Desde 2024, mais de 100 produtores e técnicos que atuam em Igreja Nova, Porto Real do Colégio, Penedo, Piaçabuçu e municípios do Baixo São Francisco de Sergipe foram beneficiados com treinamentos para promover a transferência de tecnologias de produção nos sistemas de cultivo de arroz. A iniciativa conta com a parceria da Embrapa Arroz e Feijão (GO) e da Prefeitura de Igreja Nova.
“Esse é o nosso segundo ano com o programa, que integra o Planta Alagoas, e colhemos bons frutos desde o primeiro momento. Começamos garantindo a semente de arroz, num primeiro momento, mas agora estamos garantindo assistência técnica com a Embrapa Arroz e Feijão, com uma formação completa dos agricultores. E temos resultados que são modelo para todo o Brasil”, destacou o secretário executivo de Agricultura Familiar, Ronaldo Targino.
Em Igreja Nova, Eriosvaldo planta arroz há 50 anos, e após participar dos treinamentos conseguiu aumentar em 60% a produção de arroz na sua propriedade. “Na realidade, eu vim aprender o manejo do arroz agora. Isso foi graças aos ensinamentos. Tudo mudou!
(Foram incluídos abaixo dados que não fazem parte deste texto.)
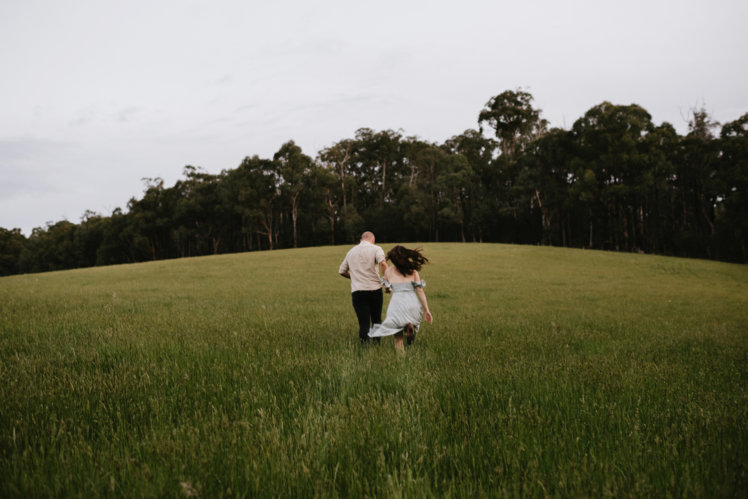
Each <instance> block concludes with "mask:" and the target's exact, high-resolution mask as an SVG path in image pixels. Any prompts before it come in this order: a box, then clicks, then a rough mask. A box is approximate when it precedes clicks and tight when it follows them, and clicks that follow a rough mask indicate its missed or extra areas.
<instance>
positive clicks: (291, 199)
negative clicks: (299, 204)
mask: <svg viewBox="0 0 748 499" xmlns="http://www.w3.org/2000/svg"><path fill="white" fill-rule="evenodd" d="M298 200H299V194H298V193H296V194H295V195H294V196H293V197H292V198H291V225H292V226H293V247H294V248H298V247H299V246H298V244H297V242H296V208H297V204H298Z"/></svg>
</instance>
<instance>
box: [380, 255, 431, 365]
mask: <svg viewBox="0 0 748 499" xmlns="http://www.w3.org/2000/svg"><path fill="white" fill-rule="evenodd" d="M387 259H388V260H390V261H391V262H392V266H390V267H388V268H387V270H386V271H385V273H384V278H383V279H382V283H383V284H384V285H385V286H386V287H387V288H388V289H390V290H392V299H391V300H390V304H389V306H388V307H387V318H386V319H385V320H384V322H382V323H381V324H375V325H374V327H372V328H371V330H370V331H369V336H370V337H372V338H379V337H382V336H390V335H393V334H394V335H395V349H396V350H399V351H403V350H404V349H403V332H404V333H405V337H406V338H407V340H408V345H410V344H411V343H413V340H414V339H415V337H416V332H417V331H418V328H419V326H420V324H421V318H422V317H423V318H425V319H426V321H428V323H429V324H432V323H433V321H434V319H433V317H432V316H431V312H430V311H429V304H428V302H427V301H426V293H424V291H423V287H424V286H425V285H426V283H425V282H424V281H422V280H421V277H420V276H419V275H418V271H419V270H421V266H422V265H423V264H424V263H426V262H428V259H427V258H426V257H425V256H423V255H422V254H421V252H420V251H419V250H417V249H414V250H411V249H408V248H405V247H404V246H399V245H398V246H395V247H394V248H392V249H391V250H390V251H389V253H387ZM422 305H423V309H421V306H422Z"/></svg>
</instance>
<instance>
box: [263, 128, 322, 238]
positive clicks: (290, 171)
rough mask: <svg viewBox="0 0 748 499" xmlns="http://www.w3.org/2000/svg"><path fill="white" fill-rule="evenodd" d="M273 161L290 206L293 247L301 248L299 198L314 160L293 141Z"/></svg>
mask: <svg viewBox="0 0 748 499" xmlns="http://www.w3.org/2000/svg"><path fill="white" fill-rule="evenodd" d="M273 161H275V162H276V163H277V172H278V175H279V181H280V192H281V195H282V196H283V197H284V198H285V200H286V202H287V203H289V204H290V209H291V225H292V231H293V247H294V248H297V247H298V246H299V244H298V238H297V234H296V228H297V220H298V208H299V197H300V196H301V194H302V192H303V191H304V184H305V182H306V181H307V180H308V178H309V175H310V172H311V168H312V163H313V162H312V158H310V157H309V156H307V155H306V154H304V153H303V152H302V151H301V148H300V147H299V146H297V145H296V143H294V141H293V140H289V141H288V142H286V143H285V144H283V145H282V146H281V148H280V149H278V152H276V153H275V155H274V156H273Z"/></svg>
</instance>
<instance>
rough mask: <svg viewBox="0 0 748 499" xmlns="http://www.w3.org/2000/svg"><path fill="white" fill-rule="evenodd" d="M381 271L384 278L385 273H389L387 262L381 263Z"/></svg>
mask: <svg viewBox="0 0 748 499" xmlns="http://www.w3.org/2000/svg"><path fill="white" fill-rule="evenodd" d="M379 270H380V271H381V272H382V276H384V273H385V272H386V271H387V260H382V261H381V262H379Z"/></svg>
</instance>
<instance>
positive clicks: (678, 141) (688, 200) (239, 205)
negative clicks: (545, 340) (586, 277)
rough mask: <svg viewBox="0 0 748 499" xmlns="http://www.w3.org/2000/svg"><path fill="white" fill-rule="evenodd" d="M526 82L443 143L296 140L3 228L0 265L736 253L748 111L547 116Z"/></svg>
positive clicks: (746, 199)
mask: <svg viewBox="0 0 748 499" xmlns="http://www.w3.org/2000/svg"><path fill="white" fill-rule="evenodd" d="M532 100H533V98H532V96H531V95H530V94H529V93H527V92H525V91H522V90H516V91H505V92H503V93H501V94H499V95H497V96H495V97H493V98H491V99H490V100H489V101H488V102H487V103H486V105H485V107H484V108H483V109H482V110H481V111H480V113H479V114H478V120H477V125H478V128H477V129H469V130H466V131H465V132H463V133H462V134H460V135H456V136H454V137H452V138H450V139H448V140H447V141H445V142H444V143H443V144H436V143H430V142H427V141H423V140H421V139H419V138H417V137H406V136H403V134H402V133H400V132H398V131H393V130H384V131H375V130H371V129H368V128H362V129H359V130H358V131H357V132H356V133H355V136H354V137H353V138H347V139H343V140H340V141H338V142H336V143H334V144H333V145H331V146H330V147H327V148H325V149H323V150H322V151H320V152H319V153H318V154H317V156H316V157H314V158H313V157H311V156H308V155H306V154H304V152H302V150H301V149H300V148H299V147H298V146H297V145H296V144H295V143H294V142H293V141H289V142H287V143H285V144H283V145H282V146H281V147H280V149H278V151H277V152H276V153H275V154H274V155H273V157H272V158H261V157H258V156H248V157H246V158H245V159H244V160H243V161H241V163H240V164H239V165H238V166H237V167H236V168H234V169H228V170H223V171H222V172H220V173H218V174H211V173H207V172H205V171H203V170H202V169H200V168H197V167H193V166H186V167H185V168H184V173H183V177H184V178H183V179H182V180H179V181H177V182H176V183H175V184H174V185H173V186H171V187H168V186H165V185H164V182H163V180H161V179H159V178H156V179H144V180H145V183H146V185H145V191H144V193H143V195H142V197H141V198H140V199H136V198H132V199H131V200H130V201H129V203H128V205H127V209H126V210H123V209H120V208H118V209H116V210H114V212H113V213H111V215H107V216H105V215H101V214H97V213H93V212H86V213H85V214H84V216H83V217H82V219H81V221H80V223H77V224H76V223H72V222H70V221H67V220H63V221H59V222H57V223H50V224H48V225H47V226H46V227H43V228H37V229H34V231H33V233H32V234H31V235H30V236H29V237H28V238H27V237H25V236H24V235H23V234H22V233H21V231H20V230H19V229H13V230H7V229H2V228H0V275H8V274H16V273H27V272H43V271H49V270H59V269H69V268H75V267H87V266H93V265H109V264H116V263H125V262H139V261H145V260H157V259H164V258H178V257H186V256H198V255H207V254H217V253H230V252H240V251H257V250H268V249H270V250H272V249H277V248H289V247H300V246H313V245H325V244H340V243H347V244H350V243H353V242H356V241H357V239H358V235H359V234H360V233H361V232H362V231H363V230H366V229H368V230H372V231H374V233H375V234H376V235H377V240H378V241H380V242H394V241H485V242H504V243H519V244H543V245H555V246H570V247H578V248H595V249H604V250H614V251H636V252H644V253H658V254H664V255H676V256H688V257H698V258H711V259H718V260H725V261H732V262H742V263H746V262H748V252H747V251H746V249H747V248H746V237H747V236H748V114H745V115H743V116H742V117H740V118H739V119H737V120H736V121H733V122H730V123H726V124H724V125H720V124H718V123H715V122H713V121H712V119H711V118H710V116H709V115H708V113H706V112H705V111H704V110H703V109H694V110H692V116H691V119H690V122H689V128H688V133H687V135H685V136H682V135H679V134H678V133H676V131H675V129H674V127H673V126H672V125H671V124H669V123H663V124H661V125H656V124H654V123H653V122H652V118H651V116H650V114H649V113H648V112H647V111H646V110H645V109H643V108H642V107H640V106H638V105H635V104H632V105H614V104H611V103H609V102H603V103H601V104H599V105H597V106H595V107H593V108H591V109H590V110H589V111H587V112H586V113H585V115H584V116H582V117H581V118H579V119H578V120H577V121H576V122H575V123H574V125H573V126H572V128H571V129H570V130H564V129H559V128H549V127H548V123H547V121H546V120H544V119H543V118H542V116H541V112H540V110H539V109H535V108H534V107H533V106H532Z"/></svg>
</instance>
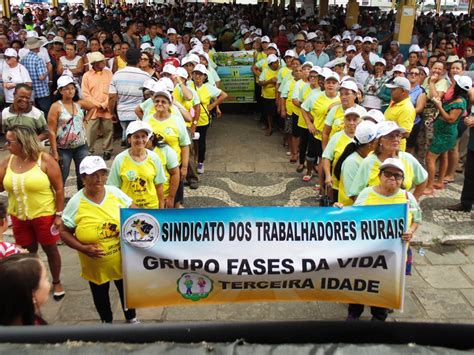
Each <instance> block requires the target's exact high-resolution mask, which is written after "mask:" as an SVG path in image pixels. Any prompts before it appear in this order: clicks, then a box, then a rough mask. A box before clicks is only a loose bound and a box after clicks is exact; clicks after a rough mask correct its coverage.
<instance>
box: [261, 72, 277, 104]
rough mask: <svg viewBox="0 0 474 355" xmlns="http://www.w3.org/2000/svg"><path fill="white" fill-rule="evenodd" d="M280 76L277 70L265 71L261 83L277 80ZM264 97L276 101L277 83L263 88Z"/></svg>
mask: <svg viewBox="0 0 474 355" xmlns="http://www.w3.org/2000/svg"><path fill="white" fill-rule="evenodd" d="M277 75H278V71H277V70H271V69H270V67H266V68H264V69H263V71H262V74H260V78H259V80H260V81H268V80H270V79H273V78H276V77H277ZM262 97H263V98H264V99H274V98H276V83H270V84H268V85H265V86H262Z"/></svg>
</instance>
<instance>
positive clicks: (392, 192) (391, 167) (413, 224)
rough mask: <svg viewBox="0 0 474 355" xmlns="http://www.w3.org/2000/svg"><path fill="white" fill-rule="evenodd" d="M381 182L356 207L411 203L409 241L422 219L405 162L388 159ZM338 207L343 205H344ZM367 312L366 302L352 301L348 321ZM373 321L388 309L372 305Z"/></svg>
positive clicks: (407, 231) (409, 263) (347, 316)
mask: <svg viewBox="0 0 474 355" xmlns="http://www.w3.org/2000/svg"><path fill="white" fill-rule="evenodd" d="M378 179H379V183H378V184H377V185H375V186H369V187H367V188H365V189H364V190H362V191H361V192H360V194H359V196H358V197H357V199H356V200H355V202H354V206H370V205H390V204H408V211H409V212H408V223H407V228H406V230H405V231H404V233H403V234H402V239H403V240H404V241H407V242H409V241H410V240H411V239H412V237H413V234H414V233H415V232H416V230H417V228H418V225H419V223H420V222H421V209H420V207H419V206H418V203H417V202H416V199H415V197H414V196H413V195H412V194H411V193H410V192H408V191H407V190H404V188H403V183H404V179H405V164H404V163H403V162H402V161H401V160H400V159H397V158H388V159H386V160H385V161H384V162H383V163H382V164H381V165H380V167H379V169H378ZM336 206H338V207H342V205H341V204H337V205H336ZM410 256H411V252H410V250H409V251H408V258H407V265H406V274H408V275H410V273H411V260H410ZM363 312H364V305H360V304H350V305H349V309H348V316H347V320H357V319H359V318H360V316H361V315H362V313H363ZM371 313H372V320H374V321H385V319H386V318H387V315H388V309H386V308H382V307H373V306H372V307H371Z"/></svg>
Só tenho a agradecer ao Governo de Alagoas que está fazendo a gente aumentar nossa produção”, declarou o produtor.
Além das capacitações, foram implantadas Unidades Demonstrativas para avaliar cultivares com potencial de adaptação ao estado. Na última quarta-feira, 11, foi realizada a colheita das parcelas das cultivares de cinco materiais genéticos de arroz irrigado com potencial produtivo para o estado de Alagoas. As variedades atingiram aproximadamente 13 toneladas/hectare de arroz em casca, limpo e seco, superando a expectativa inicial dos pesquisadores da Embrapa Arroz e Feijão e também a média da produtividade da região, que é 9 toneladas/hectare.
“Ano passado tivemos uma experiência muito boa ao fazer a área demonstrativa para potencializar o máximo da produtividade e tivemos um material que bateu um recorde para a Embrapa [16 ton/hec] de tudo o que já vimos nas regiões do Brasil. Esse ano, tivemos a proposta de aumentar a rentabilidade do produtor, pensando no preço do arroz que teve uma redução no mercado. Queremos que eles entendam o mercado e comecem a produzir ou maximizando a produtividade ou avaliando a rentabilidade da produção”, explicou o pesquisador da Embrapa José Colombari.